# CFG: Using rules to check grammar

The previous notebook demonstrated that a CFG can be used to generate sentences. CFG can also be used to check if an input sentence is grammatical. There are several algorithms such as CYK that can do this check. In this notebook we go through a few rounds of applying CFG grammar manually until we arrive at S.

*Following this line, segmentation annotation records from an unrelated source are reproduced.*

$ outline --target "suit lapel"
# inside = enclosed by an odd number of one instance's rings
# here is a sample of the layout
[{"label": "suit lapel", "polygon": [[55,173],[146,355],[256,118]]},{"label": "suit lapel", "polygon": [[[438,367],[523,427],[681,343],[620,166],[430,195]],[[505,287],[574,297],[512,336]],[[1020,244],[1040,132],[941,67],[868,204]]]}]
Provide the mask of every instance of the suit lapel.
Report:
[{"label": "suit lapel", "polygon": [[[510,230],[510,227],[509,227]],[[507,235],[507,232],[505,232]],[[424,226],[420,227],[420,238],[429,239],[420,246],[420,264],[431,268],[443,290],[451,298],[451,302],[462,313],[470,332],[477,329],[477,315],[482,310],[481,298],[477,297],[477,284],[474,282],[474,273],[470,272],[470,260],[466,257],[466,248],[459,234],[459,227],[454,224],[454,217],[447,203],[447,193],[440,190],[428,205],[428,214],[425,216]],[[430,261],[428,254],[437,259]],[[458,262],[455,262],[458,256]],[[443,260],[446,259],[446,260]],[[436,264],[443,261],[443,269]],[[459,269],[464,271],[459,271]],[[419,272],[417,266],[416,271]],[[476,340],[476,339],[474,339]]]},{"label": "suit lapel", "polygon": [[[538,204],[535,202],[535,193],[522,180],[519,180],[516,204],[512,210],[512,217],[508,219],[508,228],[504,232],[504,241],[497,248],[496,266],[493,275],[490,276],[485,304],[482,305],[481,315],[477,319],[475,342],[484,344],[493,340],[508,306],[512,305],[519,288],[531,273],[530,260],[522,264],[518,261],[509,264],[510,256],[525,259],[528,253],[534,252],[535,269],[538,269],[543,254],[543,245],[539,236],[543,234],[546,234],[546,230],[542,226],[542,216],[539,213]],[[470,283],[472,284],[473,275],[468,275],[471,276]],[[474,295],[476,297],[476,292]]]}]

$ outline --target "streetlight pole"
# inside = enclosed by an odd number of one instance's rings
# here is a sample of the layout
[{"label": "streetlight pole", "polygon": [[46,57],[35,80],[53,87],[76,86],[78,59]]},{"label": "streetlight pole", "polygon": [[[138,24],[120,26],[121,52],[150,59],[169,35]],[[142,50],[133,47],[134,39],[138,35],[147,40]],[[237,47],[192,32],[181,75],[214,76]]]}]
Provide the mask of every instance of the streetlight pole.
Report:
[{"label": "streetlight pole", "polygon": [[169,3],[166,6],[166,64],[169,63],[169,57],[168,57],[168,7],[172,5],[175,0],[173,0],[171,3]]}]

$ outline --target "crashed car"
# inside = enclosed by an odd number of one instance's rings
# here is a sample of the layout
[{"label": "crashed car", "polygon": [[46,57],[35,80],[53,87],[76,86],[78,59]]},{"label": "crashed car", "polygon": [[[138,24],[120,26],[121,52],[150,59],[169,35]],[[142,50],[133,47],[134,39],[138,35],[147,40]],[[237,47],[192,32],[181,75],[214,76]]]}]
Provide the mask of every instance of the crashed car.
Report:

Using the same rules as before: 

In [1]:
rules = {'S' : [['NP', 'VP']],
         'NP': [['DT', 'NN'], ['DT', 'JJ', 'NN']],
         'VP': [['VB'], ['VB', 'PP']],
         'PP': [['P', 'DT', 'NN']],
         'JJ' : ['happy', 'sad', 'silly'],
         'DT': ['a', 'the'],
         'NN': ['cat', 'dog', 'clown'],
         'VB': ['plays', 'runs'],
         'P' : ['with', 'near', 'beside']
        }

## Create a reversed dictionary so that items on rhs can be clasified quickly

In [2]:
# create a dictionary item:class

class_dict = {}
for rule in rules.keys():
    if isinstance(rules[rule][0], str): # terminals
        for token in rules[rule]:
            class_dict[token] = rule
    else:  # non-terminals
        for lst in rules[rule]:
            pattern = ' '.join(lst)
            class_dict[pattern] = rule
class_dict

{'NP VP': 'S',
 'DT NN': 'NP',
 'DT JJ NN': 'NP',
 'VB': 'VP',
 'VB PP': 'VP',
 'P DT NN': 'PP',
 'happy': 'JJ',
 'sad': 'JJ',
 'silly': 'JJ',
 'a': 'DT',
 'the': 'DT',
 'cat': 'NN',
 'dog': 'NN',
 'clown': 'NN',
 'plays': 'VB',
 'runs': 'VB',
 'with': 'P',
 'near': 'P',
 'beside': 'P'}

In [3]:
# round 1: for each input token, assign one or more POS
# in this example, there will be only one but in another set,
#   a word like 'senses' could be a noun or verb
    
sentence = 'the happy cat plays'
tokens = sentence.split()
patterns = [[class_dict[t]] for t in tokens]
patterns

[['DT'], ['JJ'], ['NN'], ['VB']]

In [4]:
# round 2: for each pattern, find any lhs rule that could have generated it
# now the tokens are taken 2 at a time
# in this example we only have one pos so the code is straightforward
indices = [[i, i+1] for i in range(0, len(tokens)-1)]
word_strings = [tokens[i]+' '+tokens[j] for i,j in indices]
search_patterns = [[patterns[i][0]+' '+patterns[j][0]] for i,j in indices]
print('words and patterns:', word_strings, search_patterns)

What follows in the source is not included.